QUOTE (Paolo @ Jan 23 2010, 11:53 AM)

Are you also implying that, in your view, Gorongosa will still remain a quiet place for a few years down the line?
Not in the public area, but certainly in the private concessions. Isn't exclusivity the nature of private concessions?
QUOTE (Paolo @ Jan 23 2010, 11:53 AM)

Do you mean that it will hapen that a couple of operators will gain reputation among the safari community ( e.g. Kutandala, Mwaleshi), whilst other outfitters will be not really spoken about (e.g. Buffalo, Delia)?
Definitely not. I'm not a big friend of these so-called "reputations". I think it mainly depends in which safari community you're moving. Reputations are a mix of clever marketing, personal preferences and hearsay, and I regard most of them as illusions.
I don't have a single piece of information from which I might conclude that Mark Harvey is not as good in guiding than the other guys in North Luangwa, so there must be other reasons why some people don't go to Buffalo Camp, and not the often cited "quality of guiding". Three days ago I was in contact with someone who spends more than six months each year in Africa and who has visited Buffalo Camp more than a dozen times. Yes, he certainly belongs to a different safari community...
And yes, I once heard the following statement by experienced safari goers and recurrent North Luangwa visitors: "Ernst Jacobs can't be a good guide because he doesn't run his own business." - another good example how reputations, or non-reputations, are built up. In this case it worked for Rod who better fit into the value system and mindset of those clients than Ernst.
If I go to a Spanish travel forum my limited knowledge of that language at least tells me that there also happy visitors of Delia Camp.
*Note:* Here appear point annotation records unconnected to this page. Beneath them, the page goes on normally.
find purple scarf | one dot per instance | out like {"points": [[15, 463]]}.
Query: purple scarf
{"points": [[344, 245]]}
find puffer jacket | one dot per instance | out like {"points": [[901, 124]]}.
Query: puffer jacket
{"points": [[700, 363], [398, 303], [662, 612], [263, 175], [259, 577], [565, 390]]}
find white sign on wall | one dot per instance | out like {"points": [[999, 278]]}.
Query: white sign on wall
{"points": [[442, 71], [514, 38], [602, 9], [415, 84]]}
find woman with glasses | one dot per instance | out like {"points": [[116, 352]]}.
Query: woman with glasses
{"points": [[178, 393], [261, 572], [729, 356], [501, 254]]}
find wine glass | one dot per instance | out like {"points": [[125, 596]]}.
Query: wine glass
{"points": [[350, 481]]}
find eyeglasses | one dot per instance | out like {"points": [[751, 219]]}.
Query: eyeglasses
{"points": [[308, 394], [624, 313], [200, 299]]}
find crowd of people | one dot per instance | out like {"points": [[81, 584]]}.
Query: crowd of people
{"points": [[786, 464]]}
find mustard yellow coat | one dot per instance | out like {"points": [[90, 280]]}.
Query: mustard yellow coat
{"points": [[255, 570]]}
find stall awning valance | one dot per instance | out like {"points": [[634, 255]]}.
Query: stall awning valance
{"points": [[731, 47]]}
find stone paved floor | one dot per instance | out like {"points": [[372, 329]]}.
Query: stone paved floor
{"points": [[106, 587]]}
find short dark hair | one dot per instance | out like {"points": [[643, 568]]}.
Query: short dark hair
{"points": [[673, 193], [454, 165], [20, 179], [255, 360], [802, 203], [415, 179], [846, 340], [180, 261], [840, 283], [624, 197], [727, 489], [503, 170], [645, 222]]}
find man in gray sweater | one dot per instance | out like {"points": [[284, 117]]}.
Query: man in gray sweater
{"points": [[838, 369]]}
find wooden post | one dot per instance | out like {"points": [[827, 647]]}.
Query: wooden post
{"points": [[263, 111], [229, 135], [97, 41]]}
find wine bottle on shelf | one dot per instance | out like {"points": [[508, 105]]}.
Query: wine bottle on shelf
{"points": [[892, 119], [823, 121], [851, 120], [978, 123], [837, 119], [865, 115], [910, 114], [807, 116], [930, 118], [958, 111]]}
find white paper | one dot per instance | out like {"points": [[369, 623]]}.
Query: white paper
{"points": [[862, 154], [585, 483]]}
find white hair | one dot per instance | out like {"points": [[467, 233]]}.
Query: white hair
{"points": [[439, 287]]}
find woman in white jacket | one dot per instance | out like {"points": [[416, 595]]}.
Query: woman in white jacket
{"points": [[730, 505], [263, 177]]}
If I had always followed those operators who had gained a certain "reputation" I had missed the most exciting night drives of my life at Busanga Trails and instead had ended up with African Experience (I guess there's not a single trip report about Busanga Trails on the web). I had never visited wonderful Rhino Camp, instead I had gone to Musango (terrible). And I certainly hadn't chosen Nick Murray for my first canoeing on the Zambezi... and no, it wasn't Rod's "reputation" as a guide which had driven me to Kutandala, it was just curiosity about the next camp by the Mwaleshi... and that I got stuck there had more to do with the reading table in the bathroom than Rod's guiding qualities.
Reputation... to me it's a very subjective thing, and too often it has something to do with which we call
Stallgeruch in my language (
stable odour?). Sorry for this excursus.